Le Coq Gaulois #1

Aujourd’hui sur CC, on délaisse un moment nos amis d’outre-atlantique pour vous parlez de l’un des titres phares d’une boite bien de chez nous : Le Coq Gaulois, publié par la petite mais dynamique entreprise Galaxy comics. Dans cette série, scénarisée et dessinée par Pascal Pelletier, le fondateur de la boite, le lecteur suit les aventures de Marcus Dickson, un militaire franco-américain qui, traumatisé par la perte de ses proches durant le 11 septembre, craque nerveusement avant de finir interné puis transformé en super-soldat par le gouvernement. Le coq gaulois est né.1

Dans ce premier numéro du magazine, la série se découpe entre deux timelines différentes : la première, que l’on retrouve en ouverture et en fermeture du numéro, nous fait voir un Marcus en costume qui mène différentes missions, toutes intégrées à un contexte géopolitique moderne voire même ultra-contemporain, puisque que l’on assiste par exemple à la mort de Oussama Ben Laden ou à l’intervention du Coq durant l’opération Serval au Mali. La seconde, enchâssée dans la première, permet au lecteur de découvrir à travers différents tableaux flash-back d’une page chacun des moments clés de la vie de Dickson qui le poussent à devenir le Coq : ces passages mettent en scène des éléments aussi divers que la mort de la famille du héros, ses différentes missions pour l’armée française ou encore son internement. On a donc affaire, au cours de ce premier numéro, à une narration résolument introductive, qui s’attache à fournir un background complet à son personnage principal. L’auteur du comic, Pascal Pelletier, nourrit sa série de sa propre expérience de militaire : ainsi, un véritable souci de réalisme et de détail se retrouve dans la mise en scène des opérations militaires, par exemple dans le référencement des équipements (il est fait mention des hélicoptères NH 90, des grenades à fusil APAV 40…etc). Les amateurs de comics de guerre y trouveront assurément leur compte, d’autant que les quelques gunfights présents dans le numéro sont très dynamiques. Les scènes de combat en costume, quant à elles, sont plutôt bien réalisées et rappellent avec succès les vieux Cap’ et autres séries d’aventures du golden age, inspiration claire de l’auteur dans Le Coq Gaulois. Le numéro restant toutefois, on l’a dit, assez introductif, il convient de lire la suite pour voir plus longuement le Coq en action. L’auteur nous livre donc, avec cette série, une bonne série mi-militaire mi-héroïque qui emprunte avec un certain doigté les codes de la BD américaine et européenne.

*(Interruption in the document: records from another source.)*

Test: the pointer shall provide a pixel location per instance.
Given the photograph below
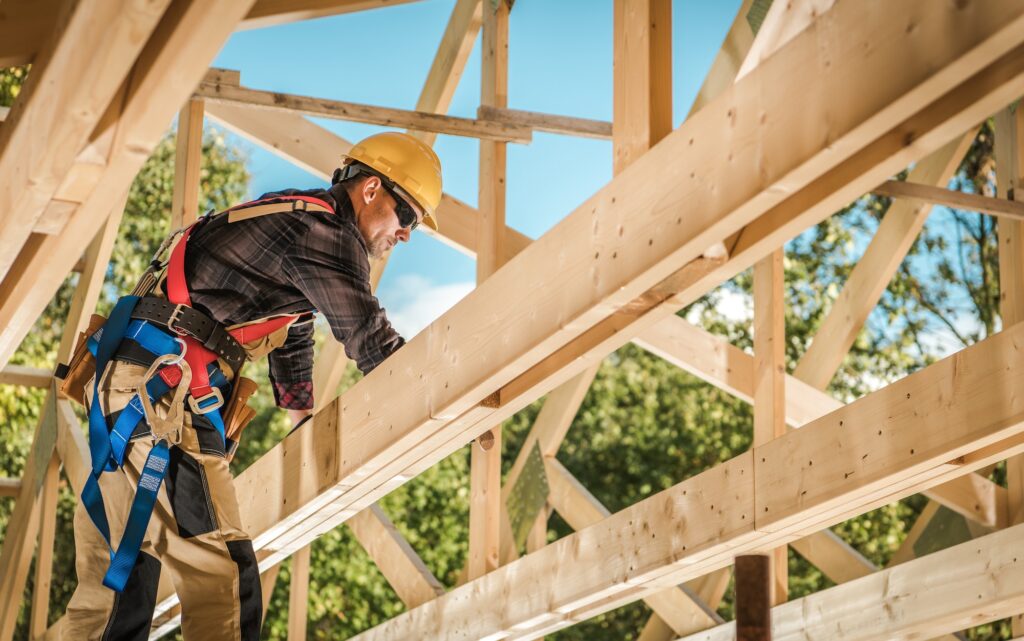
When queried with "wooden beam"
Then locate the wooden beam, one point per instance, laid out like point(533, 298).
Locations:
point(19, 537)
point(944, 592)
point(271, 12)
point(383, 116)
point(65, 95)
point(1010, 184)
point(627, 267)
point(548, 123)
point(298, 596)
point(44, 557)
point(642, 79)
point(762, 498)
point(402, 567)
point(24, 375)
point(769, 393)
point(9, 487)
point(170, 66)
point(450, 61)
point(952, 199)
point(25, 24)
point(383, 463)
point(675, 606)
point(485, 462)
point(714, 359)
point(862, 290)
point(187, 161)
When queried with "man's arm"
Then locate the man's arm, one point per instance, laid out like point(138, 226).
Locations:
point(332, 271)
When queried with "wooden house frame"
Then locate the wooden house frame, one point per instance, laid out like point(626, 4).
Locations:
point(895, 83)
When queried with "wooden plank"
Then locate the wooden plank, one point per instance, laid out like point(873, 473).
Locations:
point(9, 487)
point(402, 567)
point(90, 283)
point(270, 12)
point(642, 79)
point(761, 236)
point(187, 161)
point(485, 461)
point(675, 535)
point(835, 557)
point(675, 607)
point(65, 95)
point(369, 114)
point(1010, 180)
point(769, 392)
point(951, 198)
point(298, 596)
point(450, 61)
point(19, 537)
point(714, 359)
point(862, 290)
point(171, 65)
point(548, 123)
point(396, 439)
point(44, 558)
point(962, 587)
point(26, 376)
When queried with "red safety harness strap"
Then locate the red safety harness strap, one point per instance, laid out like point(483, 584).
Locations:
point(197, 355)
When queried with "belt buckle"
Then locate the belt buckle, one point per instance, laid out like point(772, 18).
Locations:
point(197, 403)
point(175, 316)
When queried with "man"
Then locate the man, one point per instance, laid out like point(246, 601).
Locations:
point(246, 287)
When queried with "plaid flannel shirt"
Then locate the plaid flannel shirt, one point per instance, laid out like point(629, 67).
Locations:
point(293, 263)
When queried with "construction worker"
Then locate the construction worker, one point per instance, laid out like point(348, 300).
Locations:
point(166, 364)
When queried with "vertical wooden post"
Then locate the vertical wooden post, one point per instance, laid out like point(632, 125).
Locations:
point(298, 598)
point(44, 557)
point(753, 598)
point(1010, 184)
point(642, 78)
point(485, 470)
point(641, 113)
point(769, 380)
point(187, 160)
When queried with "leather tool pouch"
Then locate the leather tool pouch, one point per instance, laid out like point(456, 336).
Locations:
point(83, 366)
point(238, 414)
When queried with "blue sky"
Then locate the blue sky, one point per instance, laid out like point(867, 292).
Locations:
point(559, 62)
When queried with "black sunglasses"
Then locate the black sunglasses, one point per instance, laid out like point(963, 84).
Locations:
point(407, 215)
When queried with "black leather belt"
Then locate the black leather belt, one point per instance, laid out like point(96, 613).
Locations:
point(183, 319)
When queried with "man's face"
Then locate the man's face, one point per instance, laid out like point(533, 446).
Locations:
point(375, 215)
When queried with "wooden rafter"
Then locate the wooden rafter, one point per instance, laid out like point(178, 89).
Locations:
point(171, 65)
point(964, 586)
point(62, 81)
point(373, 465)
point(760, 499)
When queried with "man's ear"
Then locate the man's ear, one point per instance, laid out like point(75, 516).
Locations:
point(371, 188)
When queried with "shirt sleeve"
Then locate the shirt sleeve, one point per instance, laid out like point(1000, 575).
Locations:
point(292, 369)
point(331, 269)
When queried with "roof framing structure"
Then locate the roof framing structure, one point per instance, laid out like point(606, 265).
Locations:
point(893, 86)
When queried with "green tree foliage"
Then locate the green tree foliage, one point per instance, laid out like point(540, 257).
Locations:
point(643, 426)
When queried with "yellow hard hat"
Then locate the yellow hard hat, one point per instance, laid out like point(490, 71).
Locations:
point(409, 163)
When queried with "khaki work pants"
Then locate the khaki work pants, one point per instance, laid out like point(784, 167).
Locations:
point(195, 535)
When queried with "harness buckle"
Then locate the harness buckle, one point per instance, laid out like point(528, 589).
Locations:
point(198, 406)
point(166, 428)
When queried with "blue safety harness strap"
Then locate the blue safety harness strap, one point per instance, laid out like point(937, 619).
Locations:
point(108, 446)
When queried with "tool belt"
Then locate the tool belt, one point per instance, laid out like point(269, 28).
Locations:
point(182, 349)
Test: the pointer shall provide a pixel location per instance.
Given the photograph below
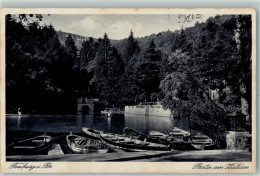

Attention toutefois, la série est, comme je l’ai précisé, située dans une actualité très chaude, le Coq est un héros défenseur intransigeant des valeurs républicaines et il découle du tout une orientation patriote et militariste très forte dans l’écriture. Même si ça ne m’a pas personnellement dérangé, dans le sens où cette caractérisation est logique par rapport au statut du personnage, elle pourra gêner certains lecteurs peu habitués à une telle politisation d’un héros. Vous êtes prévenus.3

Les dessins, pour leur part, suivent une logique similaire à celle du scénario dans le sens où l’on retrouve dedans les traits principaux de l’écriture, à savoir un soin tout particulier apporté à la représentation des armes et autres véhicules et un esprit de synthèse entre des influences BD et une mise en scène plus propre aux comics. Cette dernière est d’ailleurs très réussie dans les scènes de combats à mains nues où l’on peut voir le Coq bondir à travers une fenêtre, sauter à un câble ou s’envoler à moto dans le plus pur style Steve McQueen / Captain America. Globalement, l’aspect graphique du titre est très correct, détaillé mais avec un côté un peu croquis du fait du crayonnage assez libre et apparent. L’encrage est appuyé et donne un côté sombre au comic qui est agréablement contrebalancé par une colo avec des teintes forte, conférant au tout un aspect un peu pulp, rétro auquel j’ai été sensible. L’intégration, sur certaines cases, de la technique du point à la Kirby ne fait que renforcer cette impression. Le trait peut paraître un peu brouillon parfois, mais personnellement j’ai accroché.2

En définitive, Le Coq Gaulois est une bonne série, avec de l’action, et qui mérite réellement son titre de « french comics » dans le sens où Pascal Pelletier essaie concrètement de lier les codes de la BD US dont on est tous fan et d’une tradition que l’on partage. En ce sens, c’est une réussite. Reste l’aspect ouvertement politique du titre, qui pourra gêner ou pas le cas échéant, mais ce serait dommage de s’empêcher d’essayer le titre pour ça. On a pas tant de bonnes tentatives dans ce registre, et quand quelqu’un essaie d’entreprendre en France, dans ce domaine comme dans un autre, je pense que c’est important de soutenir.